Content Compliance & Takedown
Before publishing, content is filtered with awareness of the laws and regulations applicable to the subjects we cover, to the best of our knowledge, so that what we publish stays in line with legal norms and platform policies. Sensitive categories — health, finance, politics, minors, hate, weapons, gambling, adult content — are treated with additional guardrails (hedged phrasing, disclaimers, exclusion from AI retrieval for kids content).
If a concern is raised — factual error, privacy issue, sensitive topic, rights complaint, or suspected non-compliance — we review it at our discretion and, where warranted, remove or amend the content within a few hours. Use the support page or the “Report an issue” link on any report.
We operate under a best-effort obligation (obligation de moyens), not a guarantee of result.

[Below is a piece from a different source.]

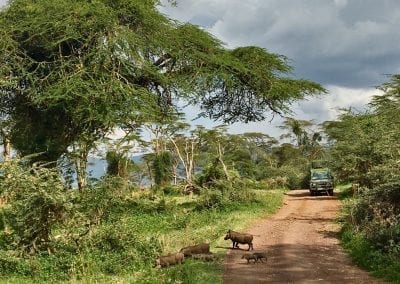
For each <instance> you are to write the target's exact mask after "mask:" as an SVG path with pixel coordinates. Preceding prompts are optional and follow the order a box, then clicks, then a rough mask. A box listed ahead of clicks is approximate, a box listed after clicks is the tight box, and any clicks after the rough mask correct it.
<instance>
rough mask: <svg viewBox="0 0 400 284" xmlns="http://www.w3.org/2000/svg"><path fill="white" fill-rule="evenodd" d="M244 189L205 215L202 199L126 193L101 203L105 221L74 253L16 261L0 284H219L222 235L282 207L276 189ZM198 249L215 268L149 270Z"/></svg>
mask: <svg viewBox="0 0 400 284" xmlns="http://www.w3.org/2000/svg"><path fill="white" fill-rule="evenodd" d="M246 190H248V191H249V192H247V193H239V195H237V196H236V195H233V196H232V192H226V194H228V195H226V194H225V193H224V194H223V196H222V197H221V198H222V201H221V202H217V203H218V204H219V205H218V206H216V207H213V206H211V207H210V208H203V207H202V206H200V207H199V206H198V205H199V204H204V196H176V195H171V196H169V195H164V196H159V195H154V194H149V193H145V194H137V193H134V194H133V193H132V192H127V193H126V194H124V195H120V196H118V197H117V198H116V197H115V198H116V200H114V199H113V200H110V201H109V204H107V202H106V203H104V204H103V203H102V204H103V205H104V206H105V207H102V210H104V211H105V213H104V216H106V217H105V218H104V220H102V222H101V223H100V224H99V225H97V226H95V227H93V229H92V230H91V231H90V232H89V233H88V234H87V235H85V236H84V237H82V239H81V240H80V245H79V247H78V248H76V247H74V246H73V245H71V244H70V243H68V242H66V241H59V242H57V243H56V244H55V246H54V252H53V253H52V254H51V255H49V254H48V253H45V252H44V253H43V254H37V255H33V256H29V257H25V258H19V262H18V261H16V262H17V263H18V265H19V266H20V267H22V268H21V269H20V270H21V271H23V272H24V273H23V274H21V273H20V272H19V271H17V270H12V269H11V270H10V271H9V273H5V272H4V271H2V272H0V282H7V283H32V282H38V283H39V282H40V283H46V282H47V283H54V282H57V283H60V282H72V283H220V282H221V273H222V261H223V257H224V255H225V253H226V249H224V248H223V247H224V246H225V247H226V246H229V245H230V243H229V242H227V241H224V240H223V237H224V235H225V233H226V231H227V230H228V229H236V230H242V229H244V228H245V227H246V226H249V224H250V223H251V221H252V220H254V219H255V218H259V217H261V216H263V215H268V214H270V213H272V212H274V211H276V210H277V208H279V206H280V205H281V203H282V199H283V193H284V191H283V190H262V189H256V190H255V189H248V188H247V189H246ZM113 198H114V197H113ZM246 198H248V200H247V199H246ZM245 199H246V200H245ZM86 202H89V200H86ZM103 205H102V206H103ZM90 208H92V207H90ZM93 208H94V207H93ZM93 210H94V209H93ZM199 242H209V243H210V245H211V251H212V252H214V253H216V255H217V260H216V261H213V262H201V261H195V260H191V259H188V260H186V261H185V262H184V264H182V265H177V266H171V267H168V268H162V269H159V268H155V267H154V260H155V258H156V257H157V256H158V255H160V254H167V253H172V252H177V251H179V249H180V248H182V247H184V246H188V245H192V244H195V243H199ZM10 259H11V260H13V261H14V256H12V252H9V253H8V255H4V256H0V265H1V264H2V263H3V264H4V265H6V264H7V263H8V262H7V261H8V260H10ZM17 259H18V258H17ZM2 261H3V262H2ZM7 265H8V264H7Z"/></svg>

Reports are strictly informational: they aggregate publicly available information, we are not accountable for the underlying public sources themselves, and we do not provide professional advice (medical, financial, legal, or otherwise). Always verify critical information independently.
See It in Action
Want to see what our methodology produces? Check out the Candy Crush Saga intelligence report as an example of a high-confidence report including user sentiment analysis with real quotes, key feature breakdown with competitive positioning, store rankings history, pros and cons, market outlook, pricing analysis, and related apps comparison.
Known Limitations
- Apps with fewer than 5 user reviews do not receive sentiment analysis.
- Very recent app updates or launches may not be reflected immediately.
- AI-powered analysis may occasionally produce inaccurate or incomplete conclusions. Our expert review process catches most issues, but some may persist.
Disclaimer
All intelligence reports published on Marlvel.ai are provided strictly for informational purposes, to help mobile builders improve their apps and make more informed decisions. They do not constitute guaranteed advice, recommendations, or endorsements. Marlvel.ai declines all responsibility for any decisions made based on the information contained in our reports. Use at your own discretion.
Machine-Readable Access
All intelligence reports are available in machine-readable formats for AI systems, researchers, and developers:
| Endpoint | Format | Description |
|---|---|---|
| /llms.txt | Text | Index of top apps per category with links to reports |
| /llms-full-{category}.txt | Markdown | Complete reports for a single category |
| /api/llm/apps/{cat}/{slug} | Markdown | Individual app report with YAML frontmatter |
| /api/llm/categories | Markdown | Dynamic index of all categories |
| /api/llm/pulse | Markdown | Live US App Store rankings |
| /.well-known/ai.json | JSON | AI discovery manifest |
| /about/methodology.md | Markdown | This page in markdown |
| /ai-policy.md | Markdown | AI policy in markdown |
All data is freely accessible. Only fair use is accepted, under CC-BY-NC 4.0 license.